Fission reactor safety
If we are to have a viable commercial nuclear energy fleet, we must be able to understand the behavior of a reactor under all operating conditions. Professors Corradini, Anderson, Bonazza, and Scarlat have extensive experience modeling reactors from a safety perspective as well as in experiments for validating the models.
The neutrons and charged particles inevitably present in nuclear facilities can do significant damage to structural materials. Atoms are displaced, properties are modified, and structures are deformed. We must understand these phenomena in order to produce viable reactor designs and understand component lifetime issues. Professors Allen, Kulcinski, Blanchard, Sridharan, Szlufarska and Morgan have experimental and computational programs to study the physics of these radiation damage events and the subsequent effect on reactor design.
Computational nuclear engineering
As simulation takes a larger role in the development of nuclear technology, there is a need to improve the fidelity and complexity of the simulations. With a focus on radiation transport and nuclide inventory tracking — and coupling these to other domain physics — Professors Wilson, Henderson and Tautges are delivering new simulation capability by combining modern computational science technology with new solution methodologies. These tools are being used to design complex systems like ITER, to improve radiation treatment planning, to understand next generation reactor designs, and to explore the science-policy boundary of advanced fuel cycles.
As we look to the future, reactors will tend to operate at higher temperatures in order to increase the efficiency of the energy conversion processes or to produce process heat for industrial applications such as hydrogen production. This leads us to the use of new coolants and materials and the need for ensuring that these combinations are compatible.

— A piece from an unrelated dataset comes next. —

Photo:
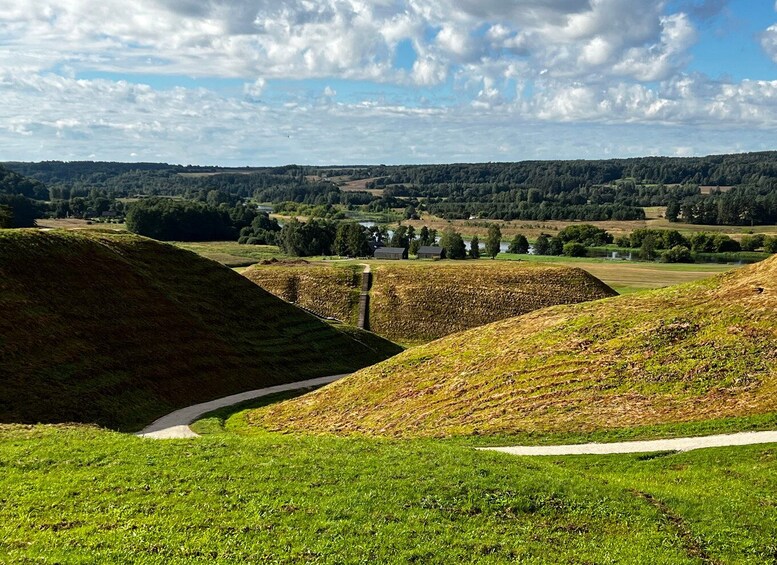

Professors Allen, Sridharan, and Anderson all operate a variety of experiments that test the compatibility of coolants such as lithium, lead and aqueous salts with new, high temperature structural materials.
Radioisotope power sources
Radioisotope power sources convert the energy released during radioactive decay into electricity. Pacemakers were made years ago using this technology, in order to take advantage of their long lives and avoid the surgery needed for battery replacement. NASA also uses such sources in its space probes, in order to permit long, unattended missions. Professors Blanchard and Ma have studies several concepts for the production of modern nuclear batteries.